I encountered this bike and its rider yesterday on First Avenue, near the United Nations.  A friend painted the frame for her, she said.  I touched it, so I know the flowers are indeed part of the paint job, not decals or other appliques.

She told me her name, which I've forgotten. Perhaps she'll see this.  

What does that say about me when I can remember a bike but not a name?

10 September 2013

A "Bike Lane" Under The Tracks

In some of my earlier posts, I expressed ambivalence and even disdain for bike lanes.

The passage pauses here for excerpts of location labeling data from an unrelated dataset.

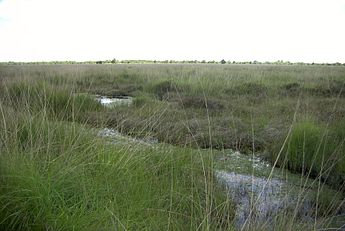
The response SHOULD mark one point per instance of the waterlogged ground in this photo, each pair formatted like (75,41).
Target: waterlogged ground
(258,199)
(111,102)
(259,191)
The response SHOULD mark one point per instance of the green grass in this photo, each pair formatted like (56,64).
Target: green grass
(55,174)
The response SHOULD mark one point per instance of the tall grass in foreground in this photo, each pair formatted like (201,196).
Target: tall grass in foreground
(55,174)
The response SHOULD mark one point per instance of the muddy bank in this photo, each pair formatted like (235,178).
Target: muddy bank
(258,200)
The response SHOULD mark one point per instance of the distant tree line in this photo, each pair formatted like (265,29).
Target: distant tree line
(223,61)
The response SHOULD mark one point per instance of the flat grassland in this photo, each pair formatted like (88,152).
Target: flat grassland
(56,173)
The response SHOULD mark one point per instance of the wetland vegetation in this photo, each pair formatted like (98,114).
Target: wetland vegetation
(57,174)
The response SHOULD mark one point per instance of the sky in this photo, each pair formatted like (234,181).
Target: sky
(235,30)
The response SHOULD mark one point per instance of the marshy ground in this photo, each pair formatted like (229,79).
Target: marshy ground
(57,173)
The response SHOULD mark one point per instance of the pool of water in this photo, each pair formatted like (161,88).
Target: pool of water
(115,101)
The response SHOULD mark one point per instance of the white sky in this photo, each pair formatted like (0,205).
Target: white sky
(241,30)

While it can be very nice to be able to pedal on ribbons of concrete or asphalt where motor vehicles aren't allowed, too many bike lanes are as dangerous as, or even more dangerous than, the roadways and motorists from which the lanes separate us.

Such lanes end abruptly or make turns though intersections that put cyclists directly in the path of turning trucks and buses.  Others are not clearly marked--for pedestrians, motorists  or cyclists--which results in pedestrians walking into our paths as they're chatting on their cell phones, or drivers using the bike lanes to pass other motorists.

Still others go nowhere or are so poorly constructed that they're all but unusable.  But I've never seen one quite like this:




Above 10th Avenue in the very northern end of Manhattan, the #1 train of the NYC transit system rumbles and clatters. The tracks are supported by the steel columns posted every few feet in the bike lane.

I mean, if you can ride a bike, you can do anything, right?  Well, almost...I haven't quite mastered riding through immobile objects.

The sign in the photo is not an aberration:  One is posted on every other (more or less) steel column.